Shannon entropy of the hyperbolic tetrahedron volume distribution. Beta Noise (4.52), XorShift32 (4.50), and Dice Rolls (4.50) produce the most varied volumes -- their points fill the ball uniformly, creating tetrahedra of many different sizes. Logistic Period-2 (0.0) produces identical tetrahedra.
How stable is the total hyperbolic volume under perturbation? AES Encrypted (0.97) and Gzip (0.96) are volume-rigid: noise barely changes their total volume. Lorenz and Rössler Attractors score 0.0 -- their attractor geometry is sensitive to perturbation, the volumes shift substantially.
Ratio of 5th-percentile to 95th-percentile pairwise distances. Measures the gap between thin and thick parts of the geometry. Logistic Period-2 (1.0) has perfectly uniform spacing. Pulse-Width Mod (0.91) is nearly uniform.

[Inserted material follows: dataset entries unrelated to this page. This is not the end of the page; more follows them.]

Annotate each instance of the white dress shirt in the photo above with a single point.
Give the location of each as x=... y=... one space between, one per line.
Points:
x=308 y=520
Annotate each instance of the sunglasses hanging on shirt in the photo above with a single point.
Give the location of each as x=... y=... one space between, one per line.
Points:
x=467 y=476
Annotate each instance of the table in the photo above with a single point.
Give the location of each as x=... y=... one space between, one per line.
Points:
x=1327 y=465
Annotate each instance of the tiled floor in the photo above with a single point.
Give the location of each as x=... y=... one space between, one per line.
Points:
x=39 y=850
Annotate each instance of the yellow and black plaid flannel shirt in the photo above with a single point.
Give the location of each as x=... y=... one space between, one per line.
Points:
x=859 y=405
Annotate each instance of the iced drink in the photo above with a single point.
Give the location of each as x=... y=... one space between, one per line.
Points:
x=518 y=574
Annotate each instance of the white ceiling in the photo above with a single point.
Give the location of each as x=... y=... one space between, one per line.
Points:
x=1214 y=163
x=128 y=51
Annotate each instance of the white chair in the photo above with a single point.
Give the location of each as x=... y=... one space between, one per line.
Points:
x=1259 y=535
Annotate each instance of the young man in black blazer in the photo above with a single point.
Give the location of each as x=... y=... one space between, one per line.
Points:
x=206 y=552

Low values mean the signal has both tightly clustered and widely separated regions.
Correlation between Laplacian eigenvalues before and after perturbation. L-System Dragon (1.0), Morse Code (1.0), and Symbolic Henon (1.0) have perfectly stable spectra -- their graph connectivity pattern is insensitive to small perturbations. Logistic Period-3 (0.33) has a fragile spectrum.

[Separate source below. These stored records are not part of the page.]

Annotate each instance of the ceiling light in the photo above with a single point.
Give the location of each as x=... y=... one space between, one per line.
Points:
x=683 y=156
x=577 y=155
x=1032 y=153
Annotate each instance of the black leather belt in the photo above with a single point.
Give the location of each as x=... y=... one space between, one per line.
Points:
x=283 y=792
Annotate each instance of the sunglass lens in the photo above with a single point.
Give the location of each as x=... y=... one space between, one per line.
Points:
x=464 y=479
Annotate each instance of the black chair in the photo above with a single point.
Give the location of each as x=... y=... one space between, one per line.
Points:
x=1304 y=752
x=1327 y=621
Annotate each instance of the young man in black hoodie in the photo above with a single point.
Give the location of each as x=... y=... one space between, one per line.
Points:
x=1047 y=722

Average angular change between consecutive tetrahedra in the hyperbolic embedding. Logistic period-3 (1.0) and constants (1.0) have maximal turn angles (the trajectory makes sharp turns between tetrahedra). Beta Noise (0.04) and Logistic Chaos (0.07) have near-zero turn angles (smooth, gradual trajectory through hyperbolic space). This measures the "jerkiness" of the hyperbolic path.

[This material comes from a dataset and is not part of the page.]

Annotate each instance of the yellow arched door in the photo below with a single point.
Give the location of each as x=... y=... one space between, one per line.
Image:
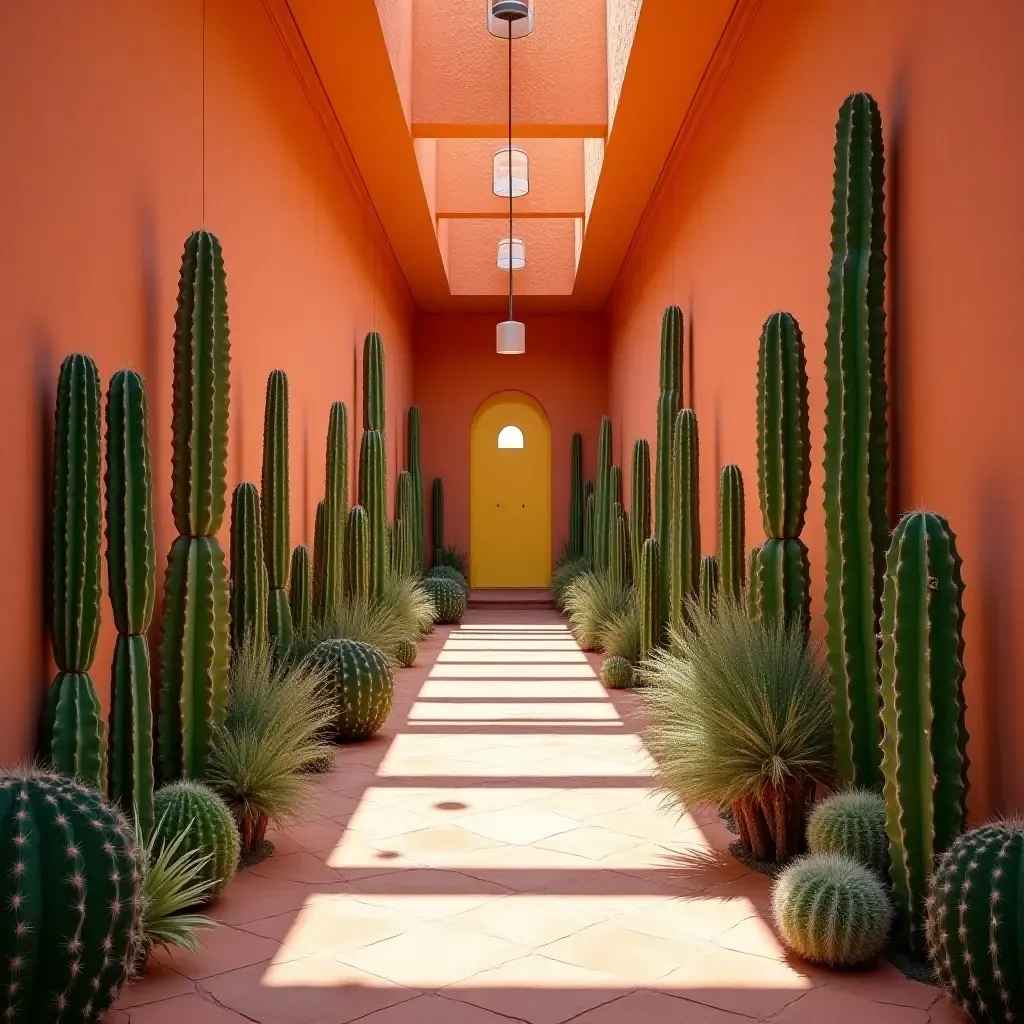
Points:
x=510 y=494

| Source | Domain | Value |
|---|---|---|
| Rule 30 | exotic | 0.9848 |
| Symbolic Lorenz | exotic | 0.9841 |
| Rule 110 | exotic | 0.9839 |
| ··· | ||
| Constant 0xFF | noise | 0.0000 |
| Logistic r=3.83 (Period-3 Window) | chaos | 0.0000 |
| Collatz Gap Lengths | number_theory | 0.0194 |
| Source | Domain | Value |
|---|---|---|
| Logistic r=3.2 (Period-2) | chaos | 1.0000 |
| Square Wave | waveform | 0.9801 |
| Pulse-Width Modulation | waveform | 0.9145 |
| ··· | ||
| Constant 0xFF | noise | 0.0000 |
| Logistic r=3.83 (Period-3 Window) | chaos | 0.0000 |
| Forest Fire | exotic | 0.0007 |
| Source | Domain | Value |
|---|---|---|
| Constant 0x00 | noise | 1.0000 |
| Logistic r=3.83 (Period-3 Window) | chaos | 1.0000 |
| Square Wave | waveform | 0.9893 |
| ··· | ||
| Beta Noise | noise | 0.0409 |
| Continued Fractions | number_theory | 0.0631 |
| Logistic Chaos | chaos | 0.0651 |
| Source | Domain | Value |
|---|---|---|
| Morse Code | waveform | 1.0000 |
| L-System (Dragon Curve) | exotic | 1.0000 |
| Symbolic Henon | exotic | 0.9999 |
| ··· | ||
| Logistic r=3.83 (Period-3 Window) | chaos | 0.3386 |
| Constant 0x00 | noise | 0.3656 |
| Constant 0xFF | noise | 0.4172 |
| Source | Domain | Value |
|---|---|---|
| Beta Noise | noise | 4.5196 |
| Dice Rolls | exotic | 4.4975 |
| Benford's Law | number_theory | 4.4928 |
| ··· | ||
| Constant 0xFF | noise | 0.0000 |
| Logistic r=3.2 (Period-2) | chaos | 0.0000 |
| Logistic r=3.83 (Period-3 Window) | chaos | 0.0000 |
| Source | Domain | Value |
|---|---|---|
| AES Encrypted | binary | 0.9699 |
| Gzip (level 1) | binary | 0.9611 |
| Dice Rolls | exotic | 0.9610 |
| ··· | ||
| Lorenz Attractor | chaos | 0.0000 |
| Rossler Attractor | chaos | 0.0000 |
| Constant 0xFF | noise | 0.0000 |
Mostow Rigidity uniquely separates signals whose geometric structure is topologically determined from those that are metrically flexible. The volume_rigidity metric cleanly splits encrypted/compressed data (rigid, 0.96+) from dynamical attractors (flexible, near 0.0) -- a distinction no other geometry captures. The distance_rigidity metric at the top is dominated by cellular automata and symbolic dynamics, signals whose structure is entirely combinatorial.